CHP Genel Başkanı Kemal Kılıçdaroğlu, 15 Temmuz darbe girişimi için “kontrollü darbe” ifadesini kullanmıştı. FETÖ’cülerin yüreğine su serpen bu ifade, Mehmet Cengiz tarafından tekrar dile getirildi. Cengiz, Henri Barkey‘e Kılıçdaroğlu’nun “kontrollü darbe” demesini ve ABD Başkanı Joe Biden’ın “video oyunu” şeklindeki ifadesini hatırlattı. Cengiz, Barkey’e “sizce kontrollü bir darbe mi, darbe mi” şeklinde soru yöneltti. Barkey ise şu açıklamaları yaptı:
“Dürüst olmak gerekirse, 15 Temmuz’da ne olduğunu bilmiyorum. Genelde araştırma için Türkiye’ye gidiyorum. Maalesef darbe girişiminden bu yana Türkiye’ye gitmedim. O yüzden konuyu araştırmak gibi bir imkanım yok. Bana göre tuhaf bir darbe gibi görünüyor. Türk ordusu darbe yapmayı biliyor. Aklı başında hiç kimse Cuma günü saat 21.00’de köprü arabalarla dolu ve sokaklar insanlarla doluyken Boğaziçi köprüsüne tank göndermez.”
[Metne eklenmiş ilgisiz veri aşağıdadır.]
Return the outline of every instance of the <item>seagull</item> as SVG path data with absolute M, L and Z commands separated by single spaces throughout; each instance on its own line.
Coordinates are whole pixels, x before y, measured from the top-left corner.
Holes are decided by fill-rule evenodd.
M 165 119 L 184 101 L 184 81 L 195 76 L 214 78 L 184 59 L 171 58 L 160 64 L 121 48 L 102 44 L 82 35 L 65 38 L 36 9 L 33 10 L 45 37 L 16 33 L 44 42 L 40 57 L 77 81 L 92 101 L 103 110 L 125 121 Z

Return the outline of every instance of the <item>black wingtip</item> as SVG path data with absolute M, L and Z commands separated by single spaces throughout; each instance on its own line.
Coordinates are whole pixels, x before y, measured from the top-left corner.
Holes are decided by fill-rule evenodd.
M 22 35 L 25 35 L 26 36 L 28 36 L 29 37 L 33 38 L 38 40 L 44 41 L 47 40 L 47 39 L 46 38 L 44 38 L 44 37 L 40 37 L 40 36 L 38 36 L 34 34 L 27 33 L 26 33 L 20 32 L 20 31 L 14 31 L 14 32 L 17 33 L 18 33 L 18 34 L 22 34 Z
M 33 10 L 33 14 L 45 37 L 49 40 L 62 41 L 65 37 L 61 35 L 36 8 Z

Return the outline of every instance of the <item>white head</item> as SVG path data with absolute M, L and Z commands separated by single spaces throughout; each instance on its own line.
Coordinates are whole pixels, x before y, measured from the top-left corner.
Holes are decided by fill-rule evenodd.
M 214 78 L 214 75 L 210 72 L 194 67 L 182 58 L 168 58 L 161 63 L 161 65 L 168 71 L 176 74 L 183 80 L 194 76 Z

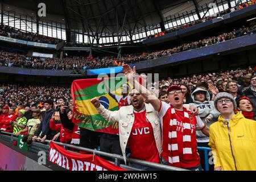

Barkey, sözlerine şu ifadelerle devam etti:
“15 Temmuz darbe girişimi tuhaftı. Bir spekülasyona göre, komplocular darbeyi geç saatlerde başlatacaklardı, ancak komploları ihbar edildiği veya ortaya çıktığı için daha erken infaz etmek zorunda kaldılar. Yine de, bu spekülasyonun doğru olup olmadığını bile bilmiyoruz. Türkiye bugüne kadar darbe girişimine ilişkin adil bir soruşturma yürütmedi. Hükümet çok sayıda insanı suçladı ve tasfiye etti. Erdoğan, darbeyi sivil ve askeri bürokrasiyi temizlemek için kullandı. Hükümetin darbe hakkında önceden bilgi alıp almadığını bilmiyorum. Türkiye’de okuyan meslektaşlarım da darbe girişimi hakkında güvenilir bilgiye sahip olmadıklarını itiraf ediyor. Umarım bir gün çeşitli arşivler halka açıldığında daha fazlasını öğreneceğiz.”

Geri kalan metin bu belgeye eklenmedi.